Doch das ist nicht alles. Denn nicht nur verletzt ein bedingungsloses Grundeinkommen das Prinzip der Reziprozität, es schafft auch problematische Anreize. Vorerst mögen Menschen geneigt zu sein, eine Gegenleistung zu erbringen (dazu gleich), aber es ist nicht auszuschließen, dass diese Neigung in der Zukunft abnehmen wird – wenn wir uns nämlich an die Bedingungslosigkeit gewöhnt haben, sie als selbstverständlich betrachten (ein Bekannter hat hierzu zutreffend bemerkt, dass solche Einschätzungen das Resultat eines spezifischen Menschenbildes sind – ja, ich bezeichne mich selbst als einen humanistischen Misanthropen und bin dem Menschen gegenüber eher skeptisch eingestellt; doch hier geht es mir erstmal um eine prinzipielle Möglichkeit eines falschen Anreizes und um ein Vorsichtsprinzip – wenn wir ein bedingungsloses Grundeinkommen einführen wollen, sollten wir uns zumindest im Klaren sein, dass die Gefahr problematischer Anreizwirkung besteht, selbst wenn man sie für eher gering hält).
Jetzt wäre der richtige Zeitpunkt, den Pragmatismus-Punkt einzuwenden: es mag ja sein, dass ich sogar Recht habe mit meinen Prinzipienargumenten. Aber es ist bekanntlich kaum möglich, ein konsistentes moralisches System praktisch anzuwenden – hier und da muss man Abweichungen und Kompromisse in Kauf nehmen, vielleicht sogar nach dem Prinzip des „kleineren Übels“ handeln. Man muss – eben – pragmatisch sein. Und auch wenn ich nicht sicher bin, ob die von mir oben angesprochenen prinzipiellen Probleme vernachlässigbar genug sind, um einfach ignoriert werden zu können – lasst uns zum Pragmatismus übergehen.
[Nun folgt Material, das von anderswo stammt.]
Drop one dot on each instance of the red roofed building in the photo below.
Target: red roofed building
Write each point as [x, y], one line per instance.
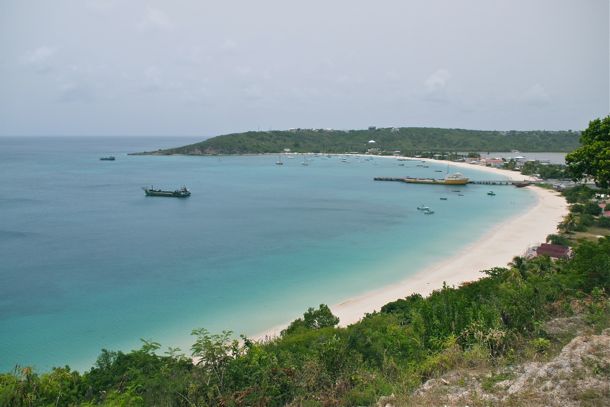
[553, 250]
Die meisten der Punkte, auf die ich unter der Überschrift „pragmatische Erwägungen“ nun eingehen werde, habe ich bereits einmal zusammengeschrieben, damals noch auf der englischsprachigen Version dieses Blogs (hier). Nun also eine aktualisierte und teils überarbeitete/überdachte Fassung.
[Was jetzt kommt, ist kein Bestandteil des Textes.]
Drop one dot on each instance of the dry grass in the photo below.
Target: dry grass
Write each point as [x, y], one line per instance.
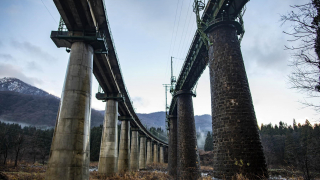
[158, 166]
[137, 175]
[24, 171]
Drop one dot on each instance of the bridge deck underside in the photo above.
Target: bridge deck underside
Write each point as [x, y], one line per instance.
[197, 57]
[86, 15]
Die wahrscheinlich grundlegendste pragmatische Frage, die das Grundeinkommen betrifft, ist: lässt es sich überhaupt finanzieren? An dieser hängt eine Unzahl an Unterfragen, und auch wenn manchmal so getan wird, als ob sie einfach zu beantworten wäre, ist dies mitnichten der Fall. Der natürliche Ausgangspunkt der Überlegungen, ob ein bedingungsloses Grundeinkommen finanzierbar ist, ist ein Blick auf die staatlichen Sozialausgaben, denn üblicherweise wird unterstellt, dass das Grundeinkommen alle oder fast alle Sozialleistungen ersetzen würde. Diese Mittel würden also frei. Daher, zwecks Orientierung bezüglich der Größenordnung: in Deutschland wurden laut dem Statistischen Bundesamt 2015 für die Allgemeine Rentenversicherung 140,5 Milliarden € ausgegeben, 15,8 Milliarden flossen in die Bundesagentur für Arbeit, 15,3 Milliarden in die Pflegeversicherung (wobei ich bei Letzterer nicht sicher bin, ob sie wirklich bei Einführung eines Grundeinkommens wegfallen würde – genauso übrigens wie die gesetzliche Krankenversicherung [112,3 Milliarden € im betrachteten Zeitraum]). Grob überschlagen also 170 Milliarden €, ca. 2000 € pro Kopf. Pro Jahr. Recht wenig also. Übrigens ist es unklar, was mit den vielen Menschen passieren soll, die bisher im staatlichen Sozialwesen gearbeitet haben, die man plötzlich nicht mehr brauchen würde.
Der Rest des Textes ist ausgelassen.